Fig 1 — Tips of black arrowheads: dependent factors; Bases of black arrowheads: independent factors; UA: uric acid; HDL-C: high-density lipoprotein-cholesterol; BMI: body mass index; HS: hepatic steatosis; IFNL3: interferon, λ3; TC: total cholesterol; C3: complement component 3; complement component 4: C4; WBC: white blood cell; HOMA-IR: homeostasis model assessment-estimated insulin resistance; red arrows: post-therapeutic increases in the TC and C4 levels.

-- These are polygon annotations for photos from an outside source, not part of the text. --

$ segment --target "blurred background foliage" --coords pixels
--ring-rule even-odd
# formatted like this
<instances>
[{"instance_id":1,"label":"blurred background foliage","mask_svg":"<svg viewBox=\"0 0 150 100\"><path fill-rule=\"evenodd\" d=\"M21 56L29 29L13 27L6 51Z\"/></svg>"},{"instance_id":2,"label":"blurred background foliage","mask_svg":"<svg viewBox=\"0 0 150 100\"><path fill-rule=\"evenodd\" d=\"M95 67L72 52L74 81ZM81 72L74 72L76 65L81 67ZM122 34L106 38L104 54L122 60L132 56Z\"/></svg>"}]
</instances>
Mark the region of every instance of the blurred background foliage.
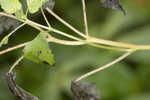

After anti-HCV therapy, the lipid profile and C4 levels increased, and the C3 and leptin levels remained unchanged

Although trivial, patients with and without an SVR had a decreased BMI after anti-HCV therapy. However, only patients with an SVR had decreased AST, ALT, and APRI levels but increased lipid profiles, uric acid, and C4 levels. The leptin and C3 levels remained unchanged regardless of the therapeutic response (Table 4).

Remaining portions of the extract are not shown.